One thing that has become a major source of concern to many men is their wife's inability to respond to them sexually like she used to. It is a common thing that many women lose their ability to respond to their husbands sexually after years of marriage, and for many of these women, sex becomes a thing they engage in more as a duty than for personal enjoyment; orgasmic satisfaction becomes a mirage. This situation has caused many women to lose their husbands in addition to losing their sexual satisfaction. For many, they have no clue as to the cause of this problem, not to talk of the way out of it. A good knowledge of the cause of this problem and the way out will help to restore sexual fulfillment to many couples.
A woman's vagina is surrounded by rings of muscle which is known as pubococcygeus which can be squeezed shut at will. A normal vagina looks like a squeezed tube, wide at the entrance, narrowed for a space of about two inches and then widened again. The narrowing is brought about by the squeezing action of a strong pubococcygeus (the muscle surrounding the vagina).
This muscle may get slack and wide due to sport, childbirth and/or age. In some cultures of the world, it has been noted that sexual performance is often poorer after childbirth because of the stretching or injuring of the birth canal. When this muscle becomes slack and weak, it sags much like a hammock, causing the vagina to sag. This looseness of the vagina makes it impossible for it to exert the pressure needed for sexual satisfaction on the male organ and this is because, in a slack and wide vagina, the male organ makes poor and infrequent contact with the walls of the vagina passage which is not enough to stimulate the nerves in the surrounding musculature adequately. Women in this situation feel little physical stimulation once intercourse begins though they are psychologically normal.
Statistics have it that at least two out of three women suffer this problem in life. A specialist in female disorders known as Dr. Arnold H. Kegel, in 1940, recommended an exercise for a patient of his who had a urinary problem known as "urinary stress incontinence," a situation which is usually caused by weakened muscles resulting to uncontrolled urinary leakage when the woman laughs or coughs. This exercise was discovered to not only have brought a relief to the woman's problem but caused her to experience orgasm for the first time in 15 years of marriage. This discovery was later confirmed by many other women who were instructed to carry out this same exercise and came out with the same result.
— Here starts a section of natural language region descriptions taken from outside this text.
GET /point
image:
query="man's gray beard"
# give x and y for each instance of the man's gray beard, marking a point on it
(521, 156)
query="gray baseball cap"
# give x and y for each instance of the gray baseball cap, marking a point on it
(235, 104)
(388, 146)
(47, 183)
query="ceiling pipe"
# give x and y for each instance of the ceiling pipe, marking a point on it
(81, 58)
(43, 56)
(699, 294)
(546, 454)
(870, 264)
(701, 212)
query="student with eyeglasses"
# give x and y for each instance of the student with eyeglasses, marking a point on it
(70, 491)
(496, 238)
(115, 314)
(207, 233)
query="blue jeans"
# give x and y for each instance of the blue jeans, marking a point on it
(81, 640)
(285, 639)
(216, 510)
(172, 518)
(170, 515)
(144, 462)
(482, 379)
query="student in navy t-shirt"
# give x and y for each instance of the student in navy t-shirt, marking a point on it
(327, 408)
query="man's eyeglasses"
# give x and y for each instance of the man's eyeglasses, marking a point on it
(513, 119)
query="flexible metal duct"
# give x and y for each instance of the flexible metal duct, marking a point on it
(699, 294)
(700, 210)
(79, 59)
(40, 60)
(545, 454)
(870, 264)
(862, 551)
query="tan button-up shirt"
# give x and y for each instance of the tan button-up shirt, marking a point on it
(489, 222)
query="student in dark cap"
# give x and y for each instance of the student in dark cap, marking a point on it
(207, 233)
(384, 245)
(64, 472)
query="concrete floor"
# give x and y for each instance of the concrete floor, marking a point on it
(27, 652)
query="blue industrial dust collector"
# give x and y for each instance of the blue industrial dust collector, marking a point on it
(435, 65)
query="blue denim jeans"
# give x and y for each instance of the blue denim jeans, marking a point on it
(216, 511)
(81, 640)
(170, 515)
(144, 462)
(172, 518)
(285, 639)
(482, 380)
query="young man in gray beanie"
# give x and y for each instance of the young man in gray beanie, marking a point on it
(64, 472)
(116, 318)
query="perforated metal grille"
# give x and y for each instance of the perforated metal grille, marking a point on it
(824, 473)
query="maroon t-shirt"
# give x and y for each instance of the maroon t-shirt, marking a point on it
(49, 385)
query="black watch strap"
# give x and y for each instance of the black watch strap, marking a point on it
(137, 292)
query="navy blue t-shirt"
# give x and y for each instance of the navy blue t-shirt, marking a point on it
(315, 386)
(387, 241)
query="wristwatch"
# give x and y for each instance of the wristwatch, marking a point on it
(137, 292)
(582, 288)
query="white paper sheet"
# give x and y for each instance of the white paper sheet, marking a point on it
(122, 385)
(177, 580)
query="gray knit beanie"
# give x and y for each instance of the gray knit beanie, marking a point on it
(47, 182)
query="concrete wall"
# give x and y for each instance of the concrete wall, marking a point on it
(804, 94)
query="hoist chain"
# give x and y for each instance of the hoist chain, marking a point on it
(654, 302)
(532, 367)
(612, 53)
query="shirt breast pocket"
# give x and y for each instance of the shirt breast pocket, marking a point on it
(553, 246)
This exercise is now known as Kegel Exercise.
In agreement with Dr. Kegel, Dr. Donald Hastings of University of Minnesota was once quoted to have said, "The exercise and contraction of the voluntary muscles which form the pelvic floor and surround parts of the vagina are important for…enhancement of sexual pleasure." This exercise, the Kegel exercise, which helps to strengthen the pubococcygeus, is also discovered to help in improving a woman's body for childbirth, urinary control, reduction of backaches and increase sexual enjoyment for both the husband and wife. In 1948, Dr. Kegel's work won the annual award of the Los Angeles Obstetrical Society.
The Kegel exercise helps to contract the muscle surrounding the vagina thereby causing the vagina to shrink back to it normal size and shape. The good news is that it has been said that nearly all women could be taught to contract the muscle. This exercise is safe, simple and not fatiguing.
Dr. Kegel established that if a woman can interrupt her urination, then she has been able to contract the pubococcygeus muscle, meaning that she can carry out the kegel exercise. This is because it is this same muscle that controls the voiding of urine. To teach women this exercise, Dr. Kegel usually starts by asking them to open their legs wide while urinating, and once the legs are wide opened, and the flow of urine has begun, an effort is to be made to stop it. The voiding of urine is interrupted for about two seconds, after which they continue, then stop again and hold it for another two seconds, and on and on until the bladder is empty. With this, the muscle is contracted when the urination is stopped and released to allow for the flow. Each contraction exercises the muscle surrounding the vagina. After a few trials, most women can recognize the sensation and repeat the contractions at anytime, anywhere. Dr. Hungerford, a childbirth educator says, "Once the contraction is learned, it takes little more effort than to close an eye. In fact, it can be done as rapidly as you open and shut an eye, though when exercising, the contraction should be held for about two seconds. With good control, urine can be released a teaspoon at a time." Once this control of this muscle is learned, women are instructed to begin exercise with five to 10 contractions before arising in the morning. The contraction is easier at this time but at first, the exercise should be tried whenever urine is voided.
How much of exercise is required?
Women are usually advised to begin with 10 contractions in a row, made at six intervals during the day. This makes 60 contractions in all. Each contraction need not take more than a second. Gradually, the number of sessions and number of contractions made can be increased. For instance, 20 contractions in a session would bring the six session total to 120 a day. Dr. Kegel suggests that each voiding of urine be an opportunity for exercise. If this is done three times a day, adding exercise before arising, when retiring and at one other time, the initial program is completed.